The proposal though is not without its critics.
Fort said the bill would not only trample on the Second Amendment rights of New Mexicans, but other rights.
Some said it would reduce the rights to due process. Others said that it is something that is not workable.
“I understand and appreciate what they are trying to do, but I don’t think it practically works,” said State Sen. Bill Bert, R-Alamogordo.
Mike Herrington, Chaves County Sheriff, told the crowd that the new law is not needed and that there are already laws in place that penalize people who use firearms in the commission of crimes.
The law, he added, could also open his office up to liability.
People required to bring a weapon to the sheriff will have their weapons likely placed in an area that is not likely climate-controlled and firearms are prone to damage over a long period of time, something that could open the sheriff’s office and counties to liability issues.
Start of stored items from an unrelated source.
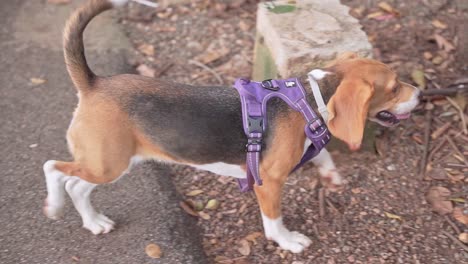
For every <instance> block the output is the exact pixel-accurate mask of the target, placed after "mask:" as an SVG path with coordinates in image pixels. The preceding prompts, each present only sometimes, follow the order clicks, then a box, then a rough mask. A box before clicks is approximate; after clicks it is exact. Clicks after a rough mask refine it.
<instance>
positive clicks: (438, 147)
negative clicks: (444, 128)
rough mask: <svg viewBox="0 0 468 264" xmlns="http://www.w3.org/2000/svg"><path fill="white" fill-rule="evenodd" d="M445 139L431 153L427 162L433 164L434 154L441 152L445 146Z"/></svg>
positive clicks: (428, 157)
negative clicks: (431, 163)
mask: <svg viewBox="0 0 468 264" xmlns="http://www.w3.org/2000/svg"><path fill="white" fill-rule="evenodd" d="M445 141H446V139H445V137H444V138H443V139H442V141H440V142H439V144H438V145H437V146H435V147H434V148H433V149H432V150H431V153H429V156H428V157H427V162H431V160H432V158H433V157H434V154H435V153H436V152H437V151H439V149H440V148H441V147H442V146H444V145H445Z"/></svg>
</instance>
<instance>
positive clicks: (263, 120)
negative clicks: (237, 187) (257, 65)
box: [234, 78, 331, 192]
mask: <svg viewBox="0 0 468 264" xmlns="http://www.w3.org/2000/svg"><path fill="white" fill-rule="evenodd" d="M234 88H236V89H237V91H238V92H239V95H240V98H241V104H242V122H243V125H244V132H245V134H246V135H247V145H246V149H247V161H246V164H247V166H246V167H247V178H246V179H238V183H239V187H240V189H241V191H242V192H247V191H251V190H252V189H253V185H254V183H255V184H257V185H262V179H261V178H260V175H259V174H260V173H259V164H260V152H261V151H262V138H263V134H264V132H265V130H266V127H267V118H266V105H267V102H268V100H269V99H271V98H273V97H279V98H281V99H282V100H283V101H285V102H286V103H287V104H288V105H289V106H290V107H291V108H292V109H294V110H296V111H299V112H301V113H302V115H303V116H304V118H305V120H306V121H307V125H306V126H305V128H304V130H305V134H306V136H307V138H309V139H310V141H311V142H312V143H311V144H310V146H309V147H308V148H307V151H306V152H305V153H304V155H303V156H302V159H301V161H300V162H299V164H297V165H296V167H295V168H294V169H293V170H292V172H293V171H295V170H296V169H298V168H299V167H301V166H302V165H303V164H304V163H305V162H307V161H309V160H310V159H312V158H313V157H315V156H317V154H319V152H320V151H321V150H322V149H323V148H324V147H325V145H326V144H327V143H328V142H329V141H330V138H331V137H330V132H329V131H328V129H327V126H326V125H325V124H324V123H323V122H322V119H321V118H320V117H318V116H317V115H316V114H315V112H314V110H312V107H310V105H309V103H308V102H307V100H306V93H305V91H304V88H303V87H302V84H301V83H300V82H299V80H298V79H297V78H290V79H285V80H265V81H263V82H253V81H250V80H247V79H242V78H240V79H237V80H236V82H235V83H234Z"/></svg>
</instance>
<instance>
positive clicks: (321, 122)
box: [307, 117, 327, 137]
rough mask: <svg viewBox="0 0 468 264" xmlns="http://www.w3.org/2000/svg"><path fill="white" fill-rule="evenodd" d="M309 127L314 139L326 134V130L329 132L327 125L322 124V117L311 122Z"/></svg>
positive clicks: (308, 125) (309, 123) (319, 117)
mask: <svg viewBox="0 0 468 264" xmlns="http://www.w3.org/2000/svg"><path fill="white" fill-rule="evenodd" d="M307 126H308V127H309V129H310V131H311V132H312V135H313V136H314V137H318V136H320V135H321V134H322V133H323V132H325V130H327V127H326V125H325V123H324V122H322V120H321V119H320V117H315V118H314V119H312V120H311V121H309V123H307Z"/></svg>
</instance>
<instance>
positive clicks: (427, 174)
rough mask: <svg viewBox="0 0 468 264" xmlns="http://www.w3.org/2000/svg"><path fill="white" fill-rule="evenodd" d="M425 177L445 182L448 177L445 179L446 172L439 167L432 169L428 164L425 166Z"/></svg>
mask: <svg viewBox="0 0 468 264" xmlns="http://www.w3.org/2000/svg"><path fill="white" fill-rule="evenodd" d="M426 176H428V177H430V178H431V179H434V180H440V181H442V180H446V179H447V178H448V177H447V172H446V171H445V170H444V169H443V168H440V167H436V168H434V167H433V166H432V163H430V162H429V163H428V164H427V167H426Z"/></svg>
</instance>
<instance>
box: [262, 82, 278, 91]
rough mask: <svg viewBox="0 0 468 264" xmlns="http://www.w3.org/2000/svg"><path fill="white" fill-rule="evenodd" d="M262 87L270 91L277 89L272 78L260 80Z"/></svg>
mask: <svg viewBox="0 0 468 264" xmlns="http://www.w3.org/2000/svg"><path fill="white" fill-rule="evenodd" d="M262 87H263V88H265V89H268V90H271V91H275V92H276V91H279V87H275V86H274V85H273V82H272V79H266V80H264V81H262Z"/></svg>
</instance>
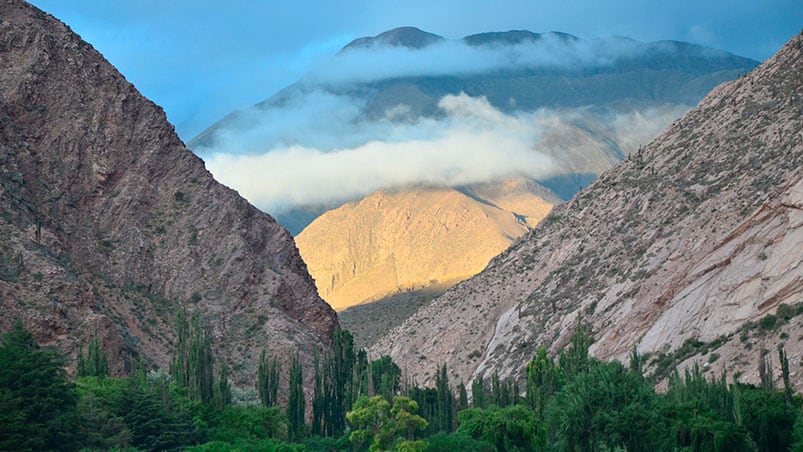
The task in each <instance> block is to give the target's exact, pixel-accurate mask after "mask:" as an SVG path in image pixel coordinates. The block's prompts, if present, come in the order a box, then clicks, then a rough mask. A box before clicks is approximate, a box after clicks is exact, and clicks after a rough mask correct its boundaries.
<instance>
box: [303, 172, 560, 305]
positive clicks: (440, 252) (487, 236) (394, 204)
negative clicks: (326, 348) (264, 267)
mask: <svg viewBox="0 0 803 452" xmlns="http://www.w3.org/2000/svg"><path fill="white" fill-rule="evenodd" d="M539 195H540V196H539ZM544 197H546V198H548V199H551V200H553V202H554V199H555V197H554V195H552V196H551V197H550V195H549V194H548V192H547V190H544V189H543V188H541V187H539V186H538V185H537V184H535V183H533V182H530V181H524V180H511V181H507V182H505V183H502V184H493V185H492V184H484V185H481V186H474V187H464V188H461V189H407V190H403V191H400V192H391V193H385V192H378V193H374V194H372V195H370V196H367V197H366V198H364V199H362V200H360V201H358V202H353V203H348V204H345V205H343V206H341V207H339V208H337V209H334V210H330V211H328V212H326V213H324V214H323V215H321V216H320V217H318V218H317V219H316V220H315V221H313V222H312V223H311V224H310V225H309V226H308V227H307V228H306V229H304V231H303V232H301V234H299V235H298V236H297V237H296V243H297V244H298V249H299V252H300V253H301V256H302V257H303V258H304V261H305V262H306V263H307V265H308V266H309V269H310V273H311V274H312V276H313V278H314V279H315V281H316V284H317V286H318V291H319V293H320V294H321V297H323V298H324V299H325V300H326V301H327V302H329V304H330V305H331V306H332V307H333V308H335V309H337V310H342V309H345V308H347V307H350V306H353V305H357V304H361V303H365V302H370V301H374V300H377V299H380V298H383V297H386V296H388V295H391V294H395V293H398V292H402V291H409V290H419V289H430V290H435V289H438V288H440V290H443V289H445V288H447V287H449V286H451V285H453V284H454V283H456V282H458V281H461V280H463V279H466V278H468V277H470V276H472V275H474V274H476V273H477V272H479V271H480V270H482V269H483V268H485V265H486V264H487V263H488V261H489V260H490V259H491V258H492V257H494V256H496V255H497V254H499V253H500V252H501V251H502V250H504V249H505V248H507V247H508V246H509V245H510V244H511V243H512V242H513V240H515V239H516V238H517V237H520V236H521V235H523V234H524V233H526V232H527V230H528V228H529V227H530V226H534V225H535V224H537V223H538V221H540V220H541V218H543V217H544V216H546V214H547V213H548V212H549V210H550V209H551V208H552V204H551V203H550V202H547V201H546V200H544Z"/></svg>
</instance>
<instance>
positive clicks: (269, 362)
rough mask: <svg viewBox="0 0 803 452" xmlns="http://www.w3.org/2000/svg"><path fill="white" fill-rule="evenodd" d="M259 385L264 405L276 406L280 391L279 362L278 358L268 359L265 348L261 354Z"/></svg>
mask: <svg viewBox="0 0 803 452" xmlns="http://www.w3.org/2000/svg"><path fill="white" fill-rule="evenodd" d="M257 386H258V389H259V399H260V400H261V401H262V405H264V406H267V407H271V406H275V405H276V404H277V402H278V401H277V399H276V398H277V396H278V393H279V363H278V362H277V360H276V358H272V359H271V360H270V361H268V359H267V356H266V353H265V350H262V352H261V353H260V354H259V368H258V370H257Z"/></svg>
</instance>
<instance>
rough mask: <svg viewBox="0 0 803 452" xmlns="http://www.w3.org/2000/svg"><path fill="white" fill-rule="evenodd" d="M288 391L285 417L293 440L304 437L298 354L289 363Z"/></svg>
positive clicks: (304, 410) (303, 403)
mask: <svg viewBox="0 0 803 452" xmlns="http://www.w3.org/2000/svg"><path fill="white" fill-rule="evenodd" d="M289 381H290V384H289V391H288V400H287V419H288V420H289V422H290V435H291V437H292V439H293V440H299V439H302V438H303V437H304V427H305V423H304V412H305V407H304V378H303V375H302V373H301V362H300V361H299V357H298V354H295V355H293V359H292V362H291V363H290V378H289Z"/></svg>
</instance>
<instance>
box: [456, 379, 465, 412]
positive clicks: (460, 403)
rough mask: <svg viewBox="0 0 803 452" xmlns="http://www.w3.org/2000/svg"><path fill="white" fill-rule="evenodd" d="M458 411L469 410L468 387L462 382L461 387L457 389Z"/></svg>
mask: <svg viewBox="0 0 803 452" xmlns="http://www.w3.org/2000/svg"><path fill="white" fill-rule="evenodd" d="M457 394H458V396H457V411H460V410H465V409H466V408H468V391H466V385H464V384H463V382H462V381H461V382H460V386H458V387H457Z"/></svg>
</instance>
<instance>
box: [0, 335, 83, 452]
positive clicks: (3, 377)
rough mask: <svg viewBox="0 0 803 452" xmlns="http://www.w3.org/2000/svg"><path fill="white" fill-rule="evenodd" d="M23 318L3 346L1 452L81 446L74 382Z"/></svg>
mask: <svg viewBox="0 0 803 452" xmlns="http://www.w3.org/2000/svg"><path fill="white" fill-rule="evenodd" d="M62 365H63V362H62V360H61V359H60V358H59V357H58V355H56V354H55V353H53V352H52V351H49V350H43V349H41V348H40V347H39V345H38V344H37V343H36V341H34V339H33V335H32V334H31V333H30V332H29V331H28V330H26V329H25V328H24V327H23V326H22V323H21V322H19V321H17V322H15V323H14V327H13V329H12V330H11V332H9V333H6V334H4V335H3V338H2V346H0V450H55V449H59V450H72V449H77V440H78V438H77V437H76V432H77V430H78V429H77V425H78V418H77V412H76V401H77V397H76V393H75V389H74V385H72V384H71V383H69V382H68V381H67V376H66V375H65V373H64V370H63V368H62Z"/></svg>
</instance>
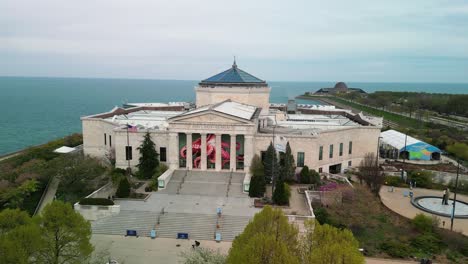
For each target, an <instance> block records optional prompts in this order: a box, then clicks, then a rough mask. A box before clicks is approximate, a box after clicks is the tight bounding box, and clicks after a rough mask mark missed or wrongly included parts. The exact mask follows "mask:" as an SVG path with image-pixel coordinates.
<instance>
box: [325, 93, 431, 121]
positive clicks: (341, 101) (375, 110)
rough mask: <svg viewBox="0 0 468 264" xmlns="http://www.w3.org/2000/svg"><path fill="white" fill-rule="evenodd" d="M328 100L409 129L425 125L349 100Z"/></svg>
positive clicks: (412, 120)
mask: <svg viewBox="0 0 468 264" xmlns="http://www.w3.org/2000/svg"><path fill="white" fill-rule="evenodd" d="M328 99H330V100H333V101H336V102H338V103H341V104H344V105H348V106H351V107H353V108H356V109H359V110H361V111H364V112H366V113H369V114H371V115H374V116H380V117H383V118H384V119H386V120H389V121H391V122H394V123H396V124H398V125H399V126H403V127H409V128H421V127H422V126H424V125H425V123H424V122H421V121H418V120H416V119H413V118H409V117H406V116H401V115H398V114H393V113H389V112H387V111H383V110H378V109H375V108H372V107H367V106H363V105H361V104H357V103H353V102H350V101H347V100H343V99H341V98H337V97H328Z"/></svg>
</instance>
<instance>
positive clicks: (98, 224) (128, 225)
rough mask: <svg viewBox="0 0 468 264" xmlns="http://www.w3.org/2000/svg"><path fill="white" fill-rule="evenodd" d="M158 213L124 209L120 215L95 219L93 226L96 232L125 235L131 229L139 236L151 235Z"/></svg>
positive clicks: (106, 233)
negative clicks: (135, 231)
mask: <svg viewBox="0 0 468 264" xmlns="http://www.w3.org/2000/svg"><path fill="white" fill-rule="evenodd" d="M158 215H159V213H157V212H149V211H133V210H122V211H120V213H119V214H118V215H115V216H109V217H106V218H102V219H99V220H97V221H94V222H93V223H92V225H91V228H92V231H93V233H94V234H105V235H125V234H126V230H127V229H131V230H136V231H137V234H138V235H139V236H149V233H150V230H151V229H153V228H154V226H155V224H156V222H157V219H158Z"/></svg>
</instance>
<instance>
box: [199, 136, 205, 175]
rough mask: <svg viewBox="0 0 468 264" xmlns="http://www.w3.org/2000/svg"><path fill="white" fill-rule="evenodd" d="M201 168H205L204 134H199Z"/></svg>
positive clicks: (201, 168)
mask: <svg viewBox="0 0 468 264" xmlns="http://www.w3.org/2000/svg"><path fill="white" fill-rule="evenodd" d="M201 141H202V142H201V148H202V149H201V160H200V162H201V165H200V169H201V170H206V134H201Z"/></svg>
“And guess who you will want to sue after that? Me, because I don’t have the adequate storage to keep law-abiding citizens’ guns who have just been issued a restraining order for whatever reason it is,” Herrington said.
State Rep. James Townsend, R-Artesia, and the chief Republican in the New Mexico House of Representatives said the bill and other gun control measures would serve only to inconvenience law-abiding citizens for the crimes of a few people.
Townsend predicted that the proposal for extreme firearm risk protection orders will be debated vigorously in the upcoming session.